Is there a risk of double jeopardy – breaches reappearing in rolling three-year rolling cycle?
KM: There is still a danger that they could be up on a charge for the three years ended 2025 and we saw that with Everton, so there is precedence for what does appear to be double jeopardy.
Now, clubs were supposed to have submitted their accounts to the EFL by December 31st.
We don’t know whether Leicester have done that, we don’t know whether the EFL have reviewed them and are asking for further information – and I think the silence doesn’t help.
Social media loves to fill a vacuum and I’ve asked questions to people in football administration and I just get nothing really, I don’t even get a ‘no comment’ back.
At the end of the day, I’m just a gobby teacher from Liverpool but I can add up. Leicester will not have been in a great position from a PSR position in 24/25 unless they really managed to get the wage bill down last season.
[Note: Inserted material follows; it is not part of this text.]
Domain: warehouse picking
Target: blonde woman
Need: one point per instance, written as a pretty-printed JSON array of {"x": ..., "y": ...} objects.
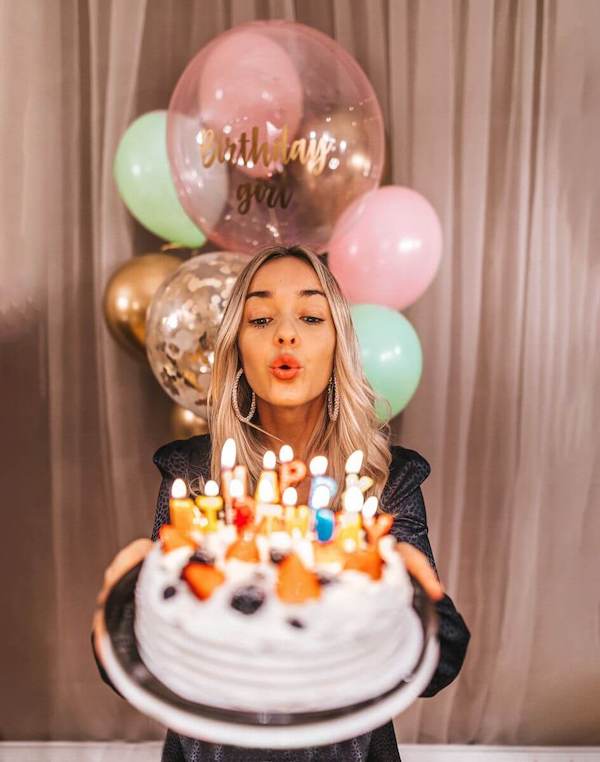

I think the EFL were very quick to put out a statement that they have agreed to adopt the points deduction because there was an alternative to the points deduction, which was if the EFL didn’t accept the points deduction, then the commission recommended a fine.
But it looks like the EFL have been very quick to say ‘Yes we will take the points deduction’.
I think they could put the minds of everybody at rest if they just, even it wasn’t specific to Leicester City, to say we have reviewed all of the accounts submitted by clubs at December 31st and we will not be taking any action – not Leicester specific – it just stops fans from panicking.
Grounds for an appeal?
KM: I think the one area where there is a possible appeal, but again having read the judgment I’m not sure whether this has really got legs, is that the EFL and the Premier League changed their constitutions in 2025 to allow a points deduction set by one of them to be applied by the other, but historically they weren’t able to do that.
Now given that Leicester’s ‘offense’ took place in the three years to 2024, can you apply a judgment retrospectively?
Timescale-wise surely an appeal would have to be done by the end of this season?
KM: You would expect so. Again if we look for precedents here, that was the case with Everton and Forest. They both appealed during the season and I think Everton’s was reduced from ten to six. So yes, otherwise it makes a mockery of relegation this season.
What’s your best guess as to what happens now?
KM: I think that given the chaos at the club in the sense that they’ve got no chief executive, they’ve got an interim managing director, they’ve not got a manager at present, who is going to make that decision as to whether to appeal or not?
Yes they will have taken appropriate counsel from their legal advisors, but it’s a big decision and can they afford it?
We saw the strange behaviour in December with staff wages being paid late and so on, all those things tend to fail the smell test for me. It all makes you feel slightly uncertain. It wouldn’t be cheap but it would be cheaper than relegation.
Could an appeal result in a bigger penalty?
KM: It’s possible but not probable, they don’t, they don’t tend to increase, it’s not like the frivolous appeal against a yellow card rule which they introduced.